Scaling by Database Partitioning

Scalability Pattern: Database Partitioning

  • Conflicting definitions
    • When you divide a big database into several smaller ones
    • Partitioning: Horizontal and Vertical
    • Sharding; Horizontal Partitioning
  • What’s the problem?
    • When the database is the bottleneck
    • Add a second database server
    • What to do with the data?
  • Some options
    • Replication: Put a complete copy of the data on the second db server
    • Pay attention to read vs. write
    • What to do about data consistency?
    • Parition

Example

  • User Database
    • Happens to often be a monster
    • Lots of records
    • Each record with lots of information
    • Accessed a lot
  • Schema
    • User: (id, name, email, biography, hobbies, college, last_login, encrypted_pw, profile_photo_jpg, …)

Vertical partition

  • Often associated with an SOA
  • Divide the User table into three different database servers: User: (id, name, biography, email) Autentication: (id, last_login, encrypted_pw) Photos: (id, profile_photo_jpg)
  • How it changes your application
    • Pretty basic rearchitecture into separate services

Sharding (Horizontal partition)

  • “buckets” of users (== shards)
  • How?
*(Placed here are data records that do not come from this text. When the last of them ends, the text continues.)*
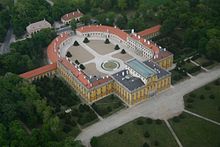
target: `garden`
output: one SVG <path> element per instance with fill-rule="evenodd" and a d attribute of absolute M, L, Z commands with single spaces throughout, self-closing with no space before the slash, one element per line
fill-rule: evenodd
<path fill-rule="evenodd" d="M 174 138 L 161 120 L 138 118 L 107 134 L 93 137 L 92 147 L 177 147 Z"/>
<path fill-rule="evenodd" d="M 183 113 L 169 120 L 185 147 L 218 147 L 220 127 L 198 117 Z"/>
<path fill-rule="evenodd" d="M 220 79 L 184 96 L 187 110 L 220 122 Z"/>
<path fill-rule="evenodd" d="M 37 92 L 54 108 L 65 133 L 78 135 L 80 128 L 98 120 L 96 114 L 86 104 L 82 104 L 79 96 L 62 80 L 56 76 L 44 77 L 34 81 Z M 79 128 L 80 127 L 80 128 Z"/>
Create multiple database servers with
    • the same schema
    • different subset or clump of records
  • Need a way to direct requests to the right “shard”
    • inspect something about the record
    • determine what shard to look in
    • Three common flavors to decide what bucket gets a record
      • Range Based: Range of some scalar value (record id, first letter of name, etc.)
      • List Based: Take some other property (e.g. zipcode, department)
      • Hash Based: Compute a hash on some value
  • How it changes your application
    • Whenever you either read, write, or search
    • Require to include enough information to pick the right shard

Pros and Cons

  • Joins become a problem
    • What was once one db is now spread over more than one db
    • Can lead to denormalization
  • Data Integrity
    • Foreign keys might now point to another database
    • Databases can get out of sync
NB Both kinds of sharding are advanced techniques and you should only use them when you have quantitative reasons to believe they will improve a measured performance issue.
Teams Work out a plan for sharding your databases. What would you shard, why and how?